Ruth Sullivan----------
> From: Evelyn Plamondon <eplamond at cs.clark.edu>
> To: S&C Richardson <salix at halcyon.com>
> Cc: tweeters <tweeters at u.washington.edu>
> Subject: Re: Twitchers
> Date: Wednesday, October 21, 1998 2:44 PM
>
> Hi,
> I'm curious. Do you have a name for those of us who are still trying to
> sort out one kind of bird from another? I don't know enough to list
> anything yet,
> so I don't consider myself a birder. I watch them, but in a confused way
I
> guess.
>
> "Rank amateur" maybe. I have enjoyed reading this list for about a year,
> and appreciate the information about what others have seen in my area. It
> helps me "guess."
>
> Evelyn Plamondon
> Clark College, Vancouver, WA
> eplamond at cs.clark.edu
>
>
> --There has been an alarming increase in the number of things I know
> nothing about--
>
>
> On Wed, 21 Oct 1998, S&C Richardson wrote:
>
> > > How about--Hello my name is______ and I am a Amateur Field
Ornithologist.
> >
> > I can't believe I'm getting wound up in this thread...
> >
> > Birdwatcher, birder, and ornithologist.
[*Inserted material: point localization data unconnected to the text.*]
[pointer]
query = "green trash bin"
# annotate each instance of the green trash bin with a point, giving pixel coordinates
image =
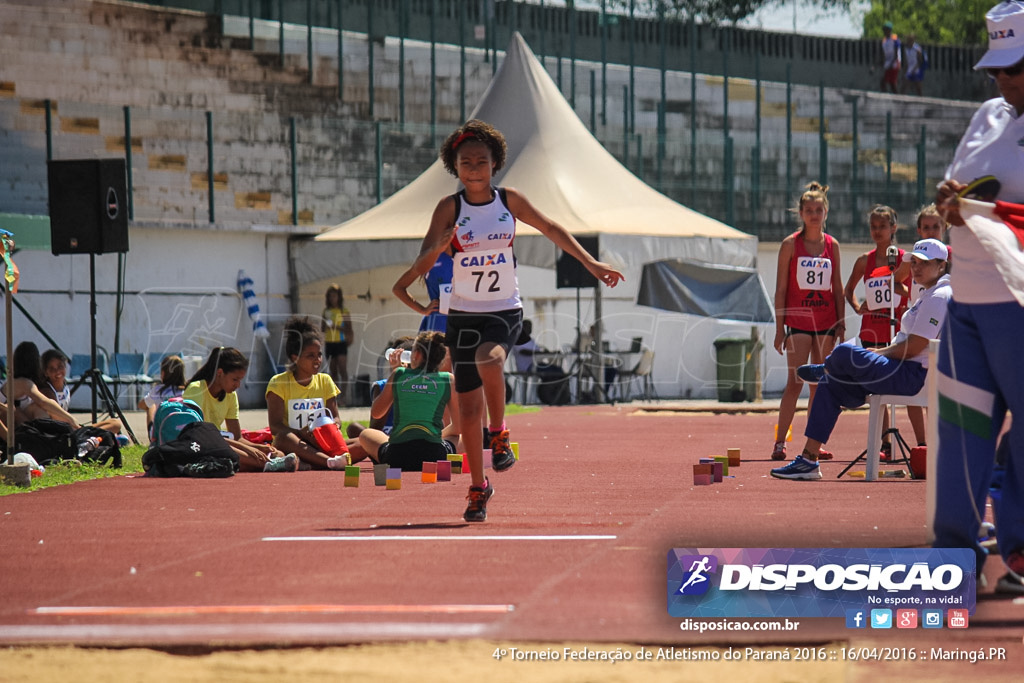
(737, 365)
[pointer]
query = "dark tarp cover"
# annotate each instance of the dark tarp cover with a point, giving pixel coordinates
(714, 291)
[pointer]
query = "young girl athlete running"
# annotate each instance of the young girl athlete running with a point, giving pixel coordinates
(477, 226)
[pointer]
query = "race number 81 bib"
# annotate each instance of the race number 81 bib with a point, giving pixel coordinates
(814, 273)
(303, 412)
(484, 275)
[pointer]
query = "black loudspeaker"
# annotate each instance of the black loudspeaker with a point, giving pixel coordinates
(569, 272)
(88, 206)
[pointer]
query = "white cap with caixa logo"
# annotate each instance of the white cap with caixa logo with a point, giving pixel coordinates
(1006, 36)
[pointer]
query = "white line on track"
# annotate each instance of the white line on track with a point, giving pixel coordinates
(440, 538)
(335, 632)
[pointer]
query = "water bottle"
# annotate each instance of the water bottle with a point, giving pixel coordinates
(87, 445)
(35, 469)
(329, 437)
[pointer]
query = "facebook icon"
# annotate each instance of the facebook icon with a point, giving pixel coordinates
(855, 619)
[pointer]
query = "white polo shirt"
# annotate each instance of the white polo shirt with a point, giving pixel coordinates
(926, 316)
(993, 144)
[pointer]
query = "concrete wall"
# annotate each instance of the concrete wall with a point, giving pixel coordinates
(91, 59)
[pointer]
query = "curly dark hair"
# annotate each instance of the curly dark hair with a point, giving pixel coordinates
(477, 130)
(299, 333)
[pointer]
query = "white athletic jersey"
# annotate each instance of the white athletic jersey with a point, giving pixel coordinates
(483, 278)
(62, 396)
(926, 316)
(993, 144)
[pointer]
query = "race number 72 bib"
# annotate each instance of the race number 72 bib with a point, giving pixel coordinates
(878, 292)
(484, 275)
(303, 412)
(814, 273)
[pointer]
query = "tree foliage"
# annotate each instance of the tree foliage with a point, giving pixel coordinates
(707, 11)
(934, 22)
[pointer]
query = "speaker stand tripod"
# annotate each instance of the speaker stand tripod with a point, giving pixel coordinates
(93, 376)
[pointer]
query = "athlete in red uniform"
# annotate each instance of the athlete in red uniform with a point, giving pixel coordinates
(809, 303)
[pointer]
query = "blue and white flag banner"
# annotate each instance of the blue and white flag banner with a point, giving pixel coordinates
(816, 582)
(252, 306)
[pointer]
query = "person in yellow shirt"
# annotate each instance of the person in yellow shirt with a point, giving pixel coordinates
(337, 330)
(213, 389)
(296, 397)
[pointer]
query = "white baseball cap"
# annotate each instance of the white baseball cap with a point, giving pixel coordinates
(928, 250)
(1006, 36)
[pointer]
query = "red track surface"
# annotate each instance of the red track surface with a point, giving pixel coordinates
(177, 561)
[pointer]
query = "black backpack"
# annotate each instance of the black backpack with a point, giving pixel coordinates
(199, 451)
(46, 440)
(50, 441)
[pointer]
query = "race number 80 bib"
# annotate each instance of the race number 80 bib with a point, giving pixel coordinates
(303, 412)
(484, 275)
(814, 273)
(878, 292)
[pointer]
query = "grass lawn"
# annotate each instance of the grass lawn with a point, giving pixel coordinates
(72, 471)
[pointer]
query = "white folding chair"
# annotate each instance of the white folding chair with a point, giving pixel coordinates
(880, 402)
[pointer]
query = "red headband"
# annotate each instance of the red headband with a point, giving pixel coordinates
(462, 138)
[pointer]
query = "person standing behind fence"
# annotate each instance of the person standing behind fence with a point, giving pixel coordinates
(916, 61)
(478, 225)
(890, 58)
(438, 282)
(809, 303)
(337, 330)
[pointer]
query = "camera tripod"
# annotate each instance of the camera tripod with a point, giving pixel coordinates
(92, 375)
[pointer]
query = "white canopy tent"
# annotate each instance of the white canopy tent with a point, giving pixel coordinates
(570, 177)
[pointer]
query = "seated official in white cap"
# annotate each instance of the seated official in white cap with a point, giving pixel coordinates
(851, 373)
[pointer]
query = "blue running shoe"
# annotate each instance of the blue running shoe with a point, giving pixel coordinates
(800, 468)
(811, 374)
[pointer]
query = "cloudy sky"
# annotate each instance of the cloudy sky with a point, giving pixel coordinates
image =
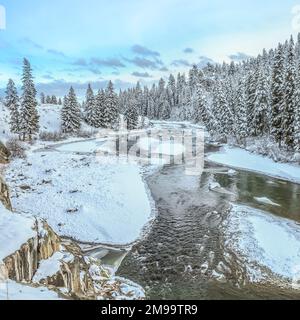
(75, 41)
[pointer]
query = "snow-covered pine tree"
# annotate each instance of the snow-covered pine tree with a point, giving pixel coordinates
(101, 115)
(29, 118)
(90, 110)
(111, 110)
(277, 95)
(297, 116)
(241, 124)
(42, 97)
(289, 105)
(70, 114)
(251, 84)
(53, 100)
(48, 100)
(222, 112)
(131, 115)
(261, 106)
(171, 91)
(199, 115)
(12, 103)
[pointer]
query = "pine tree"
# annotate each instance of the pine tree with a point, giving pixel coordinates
(297, 115)
(101, 120)
(43, 99)
(241, 128)
(12, 103)
(90, 110)
(70, 114)
(131, 114)
(29, 118)
(200, 107)
(48, 100)
(111, 109)
(53, 100)
(289, 105)
(277, 95)
(261, 106)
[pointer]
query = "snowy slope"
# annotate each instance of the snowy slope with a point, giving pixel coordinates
(89, 198)
(242, 159)
(17, 291)
(15, 230)
(264, 241)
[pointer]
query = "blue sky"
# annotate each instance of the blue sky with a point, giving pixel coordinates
(75, 41)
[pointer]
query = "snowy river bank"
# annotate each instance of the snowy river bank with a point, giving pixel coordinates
(214, 235)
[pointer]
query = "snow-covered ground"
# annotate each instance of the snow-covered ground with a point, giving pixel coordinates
(15, 230)
(15, 291)
(242, 159)
(88, 198)
(265, 242)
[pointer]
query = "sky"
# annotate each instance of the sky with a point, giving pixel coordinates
(74, 42)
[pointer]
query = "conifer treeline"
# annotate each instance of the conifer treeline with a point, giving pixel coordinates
(258, 97)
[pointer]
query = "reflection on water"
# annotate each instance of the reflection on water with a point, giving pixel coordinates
(184, 256)
(251, 187)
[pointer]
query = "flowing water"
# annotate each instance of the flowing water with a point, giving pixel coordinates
(184, 255)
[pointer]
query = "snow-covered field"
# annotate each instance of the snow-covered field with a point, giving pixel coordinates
(15, 230)
(265, 242)
(86, 198)
(15, 291)
(242, 159)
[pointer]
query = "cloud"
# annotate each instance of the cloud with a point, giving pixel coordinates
(143, 51)
(47, 77)
(188, 50)
(80, 62)
(164, 69)
(181, 63)
(55, 52)
(62, 87)
(146, 63)
(94, 70)
(141, 74)
(110, 62)
(239, 57)
(32, 43)
(204, 61)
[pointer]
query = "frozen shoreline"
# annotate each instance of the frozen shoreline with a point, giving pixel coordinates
(244, 160)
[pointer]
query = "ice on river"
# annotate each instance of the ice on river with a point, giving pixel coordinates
(264, 240)
(242, 159)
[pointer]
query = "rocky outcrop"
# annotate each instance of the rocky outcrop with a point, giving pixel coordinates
(46, 259)
(60, 265)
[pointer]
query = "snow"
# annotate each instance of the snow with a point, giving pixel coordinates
(50, 119)
(242, 159)
(264, 240)
(17, 291)
(15, 230)
(265, 200)
(51, 266)
(82, 146)
(89, 198)
(166, 147)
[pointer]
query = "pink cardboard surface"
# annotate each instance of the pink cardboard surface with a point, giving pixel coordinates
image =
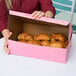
(40, 52)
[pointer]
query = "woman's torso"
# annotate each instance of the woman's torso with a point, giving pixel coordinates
(27, 6)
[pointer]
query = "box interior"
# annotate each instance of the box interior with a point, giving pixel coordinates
(18, 25)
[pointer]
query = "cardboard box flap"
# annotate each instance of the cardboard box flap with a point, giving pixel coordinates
(51, 20)
(18, 24)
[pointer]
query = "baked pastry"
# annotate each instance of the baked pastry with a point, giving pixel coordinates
(33, 42)
(56, 44)
(25, 36)
(42, 36)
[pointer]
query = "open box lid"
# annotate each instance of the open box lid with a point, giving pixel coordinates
(47, 21)
(29, 16)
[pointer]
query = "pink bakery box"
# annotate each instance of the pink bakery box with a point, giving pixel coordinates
(23, 22)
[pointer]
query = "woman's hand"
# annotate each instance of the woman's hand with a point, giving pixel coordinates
(6, 34)
(39, 14)
(49, 14)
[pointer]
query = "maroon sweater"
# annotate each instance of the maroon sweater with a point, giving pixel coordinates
(26, 6)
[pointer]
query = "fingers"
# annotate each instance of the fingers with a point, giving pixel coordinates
(48, 14)
(6, 46)
(37, 14)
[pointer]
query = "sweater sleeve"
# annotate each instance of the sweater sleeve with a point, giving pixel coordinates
(3, 16)
(47, 5)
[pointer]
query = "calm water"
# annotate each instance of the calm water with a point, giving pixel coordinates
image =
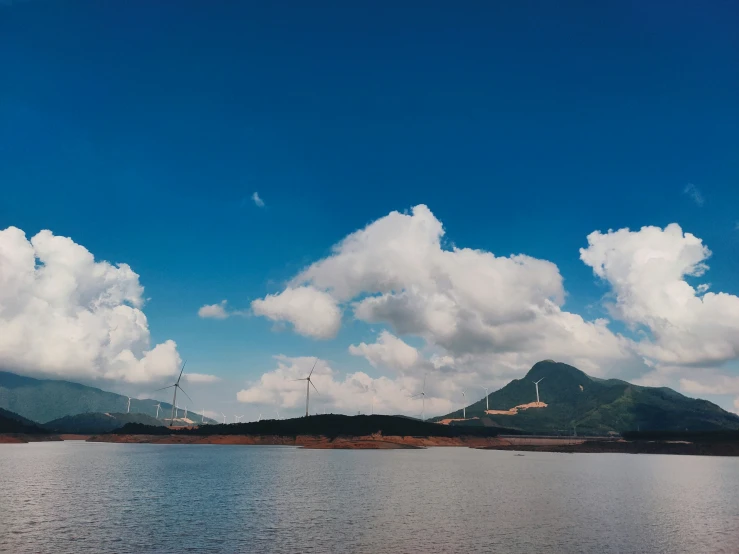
(82, 497)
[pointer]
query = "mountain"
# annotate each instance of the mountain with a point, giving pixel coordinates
(13, 423)
(93, 423)
(572, 398)
(45, 400)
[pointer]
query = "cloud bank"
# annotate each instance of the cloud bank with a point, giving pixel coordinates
(62, 314)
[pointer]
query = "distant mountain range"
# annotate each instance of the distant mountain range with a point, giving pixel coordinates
(45, 400)
(96, 422)
(13, 423)
(573, 399)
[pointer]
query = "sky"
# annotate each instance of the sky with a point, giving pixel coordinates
(387, 191)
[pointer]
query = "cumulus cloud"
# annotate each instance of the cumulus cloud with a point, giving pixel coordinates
(354, 392)
(200, 378)
(214, 311)
(647, 271)
(694, 193)
(388, 351)
(312, 312)
(470, 304)
(486, 318)
(63, 314)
Label yourselves as you will,
but make
> > the label meaningful.
> > Not all birders (the watching kind) are ornithologists and not all
> > ornithologists are birders.
> > You want to spend more time explaining than birding? Tell someone
you're an
> > orthinolo-- orinthol-- uh ornithologist.
> >
> > I was a birdwatcher for 20 years, a birder (synonymous, but "cooler")
for 5
> > years, and a focused student of birds for 2 years before I felt capable
of
> > labeling myself an ornithologist. The turning point? A focused study of
birds
> > that led to a peer-reviewed publication in a scientific journal.